BGH, Urt. v. 24.1.2013 – III ZR 98/12
Sachverhalt
Der Kl. macht die Verurteilung des Bekl. Telekommunikationsunternehmens zur Zahlung von Schadensersatz geltend, weil er seinen Internetanschluss für längere Zeit nicht nutzen konnte. Der Kl. hatte mit der Rechtsvorgängerin der Bekl. einen Vertrag über die Bereitstellung eines DSL-Anschlusses geschlossen, über den er auch seinen Telefon- und Telefaxverkehr abwickelte. Nachdem die Vertragsparteien einen Tarifwechsel zum 15.12.2008 vereinbart hatten, war der Anschluss des Kl. unterbrochen. Der Bekl. gelang es nach mehreren Mahnungen des Kl. nicht, die Verbindung zum Internet wieder herzustellen. Der Kl. kündigte daraufhin den Telekommunikationsvertrag und wechselte zu einem anderen Diensteanbieter, der die Aufschaltung des Anschlusses an sein Netz zum 16.2.2009 vornahm. Der Kl. hat von der Bekl. den Ausgleich der Mehrkosten infolge des Vertragsschlusses mit dem anderen Anbieter und für die Nutzung eines Mobiltelefons zwischen dem 16.12.2008 und dem 16.2.2009 verfolgt. Weiterhin hat er mit der Klage Schadensersatz für den Fortfall der Möglichkeit der Nutzung des DSL-Anschlusses während dieses Zeitraums für das Festnetztelefon sowie für den Telefax- und Internetverkehr i.H.v. 50 EUR täglich verlangt. Das AG hat dem Kl. das höhere bei dem anderen Dienstanbieter anfallende Entgelt und für die Kosten der Mobilfunknutzung zuerkannt, im Übrigen die Klage abgewiesen.
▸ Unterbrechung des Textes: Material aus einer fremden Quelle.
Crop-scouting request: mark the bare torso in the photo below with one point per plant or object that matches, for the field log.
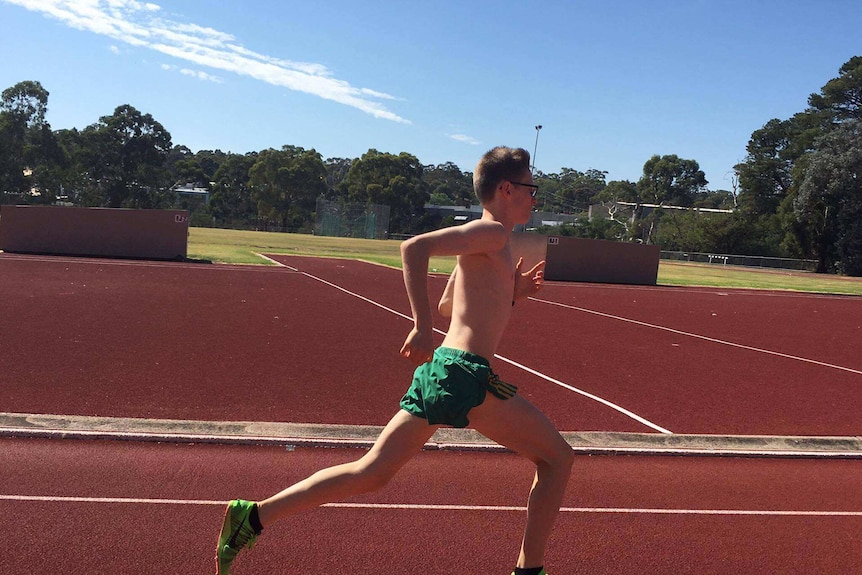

Die Berufung des Kl. und die Anschlussberufung der Bekl. blieben erfolglos. Mit der von dem BG zugelassenen Revision hat der Kl. seinen Anspruch auf Schadensersatz für die entgangene Nutzungsmöglichkeit seines DSL-Anschlusses weiter verfolgt. Die Revision führte zur Aufhebung des angefochtenen Urteils und Zurückverweisung an das BG.
2 Aus den Gründen:
[7] "… 1. Da das BG die Revision beschränkt auf die Schadenshöhe zugelassen hat, hat der Senat bei seiner Entscheidung ohne Weiteres davon auszugehen, dass der Kl. dem Grunde nach einen Schadensersatzanspruch gem. § 280 BGB hat, weil die Bekl. ihre vertraglich vereinbarten Pflichten schuldhaft verletzte, indem sie die ihr obliegende Leistung im Zeitraum vom 15.12.2008 bis zum 16.2.2009 nicht erbrachte."
[8] 2. Der Auffassung der Vorinstanz, der Kl. könne für den durch die Unterbrechung des DSL-Anschlusses verursachten Fortfall der Möglichkeit, das Festnetztelefon, das Telefaxgerät und mittels seines Computers das Internet zu nutzen, keinen Schadensersatz verlangen, der über den Ersatz der Mehrkosten für den Anschluss bei dem anderen Diensteanbieter und für den Einsatz des Mobiltelefons hinausgehe, vermag der Senat nicht beizutreten.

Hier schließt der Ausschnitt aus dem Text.